All the while, Mr. Talabi’s team will be taking measurements and sharing them with industry trade groups, reactor designers and regulators, all of whom have an interest in understanding the risk profile of the new technology.
Taking the ideas overseas
Mr. Talabi channels the sense of urgency that has intensified in the U.S. nuclear industry in recent years, with many, including the CEO of Westinghouse, publicly warning that American nuclear development is in danger of being left behind.
U.S. reactor designers are competing with efforts abroad that have the full weight of their governments, which means help in financing and possibly a shorter regulatory timeline.
“Reactor designers are looking at foreign customers and foreign regulators,” said Amy Roma, partner at Hogan Lovells in Washington, D.C., who works on nuclear licensing.
“The main funding for all of these comes from private capital, and when you’re talking to the investment community, you need to demonstrate regulatory certainty and a timeline that makes sense.”
In 2015, the Washington, D.C., think tank Third Way counted nearly 50 U.S. entities working on advanced nuclear reactors. The organization said $1.6 billion in private capital supports those efforts and many are being pioneered abroad.
Small modular reactors, defined as producing up to 300 megawatts of electricity, are thought of as a kind of bridge between the large light water reactors used today — which use uranium fuel and are cooled by water — and the advanced concepts being developed. Those include reactors cooled by liquid metal or molten salt, reactors that can use non-enriched uranium, or even spent fuel, and those powered by nuclear fusion.

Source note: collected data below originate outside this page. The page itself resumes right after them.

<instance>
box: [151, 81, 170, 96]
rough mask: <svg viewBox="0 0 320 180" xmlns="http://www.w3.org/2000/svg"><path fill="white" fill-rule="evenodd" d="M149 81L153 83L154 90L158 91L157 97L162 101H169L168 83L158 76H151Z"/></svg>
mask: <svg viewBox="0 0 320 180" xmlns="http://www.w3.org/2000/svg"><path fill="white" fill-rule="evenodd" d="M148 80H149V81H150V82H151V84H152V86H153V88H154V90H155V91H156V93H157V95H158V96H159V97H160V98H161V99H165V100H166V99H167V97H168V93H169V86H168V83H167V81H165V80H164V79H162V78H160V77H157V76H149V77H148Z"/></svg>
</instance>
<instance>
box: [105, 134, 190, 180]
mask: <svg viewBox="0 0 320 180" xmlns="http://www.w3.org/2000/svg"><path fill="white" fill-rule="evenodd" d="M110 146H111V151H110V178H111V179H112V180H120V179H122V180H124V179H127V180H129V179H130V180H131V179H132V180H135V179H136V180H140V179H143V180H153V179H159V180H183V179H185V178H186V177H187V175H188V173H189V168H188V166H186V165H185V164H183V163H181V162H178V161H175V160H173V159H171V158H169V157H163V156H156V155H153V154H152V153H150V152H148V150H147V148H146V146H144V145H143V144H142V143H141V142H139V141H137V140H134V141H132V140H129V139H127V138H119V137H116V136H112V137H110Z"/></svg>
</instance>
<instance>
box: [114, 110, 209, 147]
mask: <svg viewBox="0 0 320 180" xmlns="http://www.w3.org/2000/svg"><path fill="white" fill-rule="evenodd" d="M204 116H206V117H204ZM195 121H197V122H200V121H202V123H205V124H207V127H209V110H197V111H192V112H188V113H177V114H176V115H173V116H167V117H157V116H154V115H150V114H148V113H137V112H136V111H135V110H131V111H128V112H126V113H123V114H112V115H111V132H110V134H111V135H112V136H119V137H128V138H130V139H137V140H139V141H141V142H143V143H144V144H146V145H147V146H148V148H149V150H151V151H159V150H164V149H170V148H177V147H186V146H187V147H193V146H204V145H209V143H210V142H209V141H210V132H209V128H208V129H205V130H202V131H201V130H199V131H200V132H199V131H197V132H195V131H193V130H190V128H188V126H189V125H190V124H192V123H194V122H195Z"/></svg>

In a commercial civilian setting, these are first-of-a-kind technologies. Regulators must balance the promised smaller risk profile with the risk inherent in first-of-a-kind anything.
Some expect that process will move along quicker outside of the United States.
Westinghouse may be a case in point. The Cranberry-based firm worked for years on a 225-megawatt reactor design but after twice being passed over for federal SMR funding, it scaled back its commercialization efforts in 2014.
Now it is trying to appeal to the U.K. with its small modular reactor concept, specifically promising the European nation that it can actually make the reactors and fuel there.